One of the other things about digital is that we’re agnostic about frequency. So most of the radars have specific frequencies, but with a digital radar you can have the radar at any frequency. So for example, we have radars at working at a high frequency at 60 gigahertz. It’s considered a junk band in the United States. They use it for satellite to satellite communication. So you can repurpose all the radio waves you already have in space and satellites for communication. 

What types of companies are most interested in utilizing digital radar?

Elon Musk says that he only will use digital radar and he will steer away from anything that’s vision related. His new cars have radars all around it. 

Mostly our clients use them in drones for collision avoidance and for mining inside caves where there’s no light. We’re also seeing a big shift in views on privacy where nobody wants a camera at home so you have everything that the camera can do without anybody watching you. And because the form factor is so small and the accuracy is so high, it’s going to enable the drone industry to go to the next level for collision avoidance and be able to cater to the masses.

What do you build and when do you buy?

We buy anything we can find.

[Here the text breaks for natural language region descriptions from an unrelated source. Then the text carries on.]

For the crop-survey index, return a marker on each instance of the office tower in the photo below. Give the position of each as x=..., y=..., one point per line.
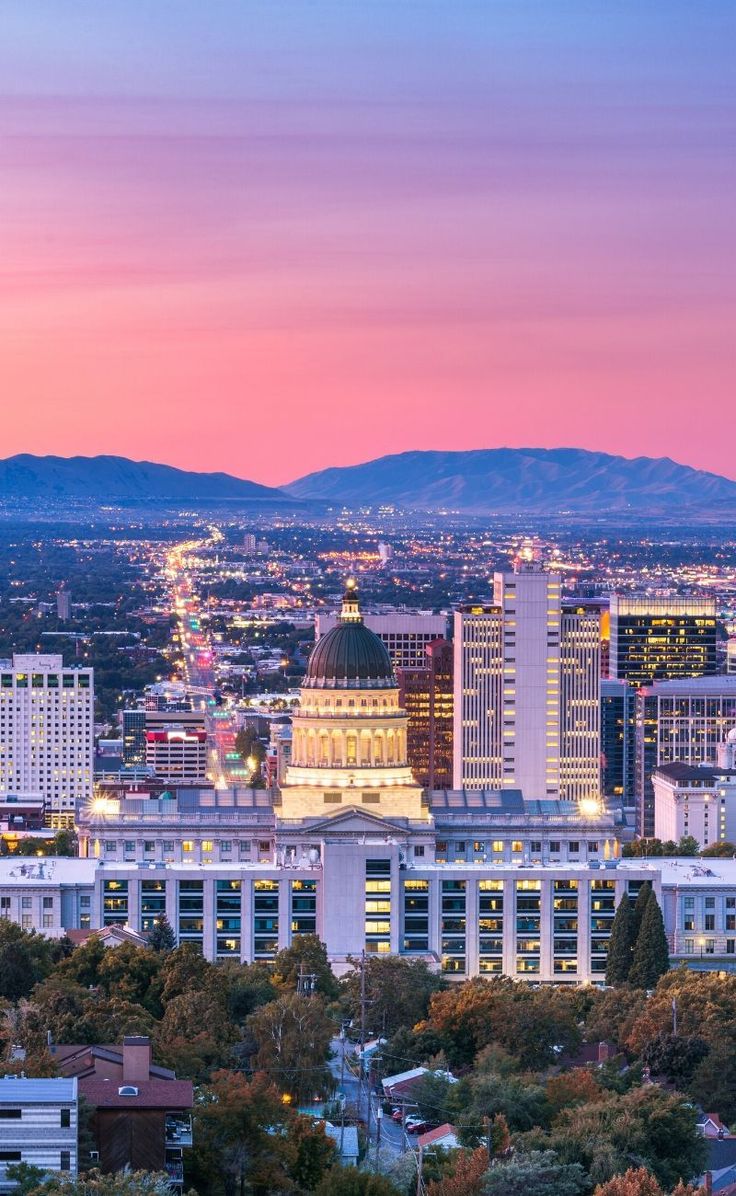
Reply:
x=579, y=701
x=679, y=720
x=405, y=634
x=618, y=742
x=660, y=639
x=47, y=732
x=426, y=695
x=177, y=754
x=64, y=605
x=527, y=690
x=134, y=738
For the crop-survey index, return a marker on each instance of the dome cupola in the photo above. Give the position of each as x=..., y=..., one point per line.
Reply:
x=350, y=656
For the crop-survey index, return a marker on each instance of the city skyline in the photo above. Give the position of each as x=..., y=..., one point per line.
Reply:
x=387, y=226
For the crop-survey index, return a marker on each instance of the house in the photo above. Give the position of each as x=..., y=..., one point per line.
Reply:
x=399, y=1087
x=109, y=935
x=444, y=1136
x=38, y=1126
x=350, y=1153
x=143, y=1114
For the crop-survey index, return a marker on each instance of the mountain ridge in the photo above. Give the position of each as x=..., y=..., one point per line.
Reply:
x=120, y=478
x=524, y=480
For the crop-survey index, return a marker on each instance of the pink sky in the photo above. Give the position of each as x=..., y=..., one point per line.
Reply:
x=299, y=261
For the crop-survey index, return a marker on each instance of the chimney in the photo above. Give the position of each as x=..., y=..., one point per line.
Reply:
x=137, y=1060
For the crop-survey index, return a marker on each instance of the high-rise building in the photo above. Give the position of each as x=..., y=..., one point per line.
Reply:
x=47, y=732
x=527, y=690
x=405, y=634
x=618, y=742
x=64, y=604
x=177, y=755
x=426, y=695
x=134, y=737
x=661, y=639
x=679, y=720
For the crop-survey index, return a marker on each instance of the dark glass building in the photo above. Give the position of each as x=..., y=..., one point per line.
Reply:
x=426, y=695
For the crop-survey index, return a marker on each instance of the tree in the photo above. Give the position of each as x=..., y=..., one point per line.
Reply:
x=292, y=1043
x=621, y=944
x=675, y=1056
x=466, y=1177
x=651, y=952
x=308, y=956
x=540, y=1172
x=238, y=1134
x=310, y=1152
x=640, y=904
x=640, y=1182
x=351, y=1182
x=93, y=1183
x=25, y=959
x=397, y=990
x=644, y=1127
x=575, y=1087
x=162, y=937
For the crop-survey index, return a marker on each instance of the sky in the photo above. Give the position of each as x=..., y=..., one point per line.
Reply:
x=273, y=236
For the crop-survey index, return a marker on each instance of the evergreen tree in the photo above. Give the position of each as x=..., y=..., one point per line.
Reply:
x=640, y=903
x=160, y=935
x=621, y=944
x=651, y=952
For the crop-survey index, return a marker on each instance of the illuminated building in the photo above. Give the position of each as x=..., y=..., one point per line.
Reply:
x=618, y=742
x=679, y=720
x=660, y=639
x=405, y=634
x=527, y=690
x=427, y=696
x=47, y=733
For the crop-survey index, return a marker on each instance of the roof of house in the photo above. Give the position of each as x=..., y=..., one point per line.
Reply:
x=444, y=1135
x=68, y=1054
x=25, y=1091
x=350, y=1139
x=151, y=1094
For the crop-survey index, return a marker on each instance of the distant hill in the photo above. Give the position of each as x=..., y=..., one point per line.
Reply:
x=522, y=480
x=117, y=478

That’s one hundred percent. If anything is out there in the market that is available and we can use it, we will buy it. No two ways about it. But in our field, since everything is new for us, we don’t always have the luxury of that. So we tend to build a lot of things ourselves. But if we can use anything off the shelf we can find, like we use Amazon servers for our machine learning, it’s going to make it easier for us. We actually go for it because time is of the essence. The important thing here is to innovate and move forward. 

What are some of the major roadblocks you think that you might have 2020?

In our specific field, 5G is a big roadblock because we don’t have a lot of innovation in it and it’s where the world is going. So we’re seeing that we cannot import Huawei or anything that’s not American for now for those 5G chips. So that’s actually hurting because we don’t have our hands on chips to test on and start working and prototyping on them right now whereas the whole world is already on it.

All the chips are now up to speed. What the Chinese are doing is just unbelievable. Like the chips they have, we want to get our hands on those and use them instead of working with something that’s half working and not the same specs. You’re already behind at that point.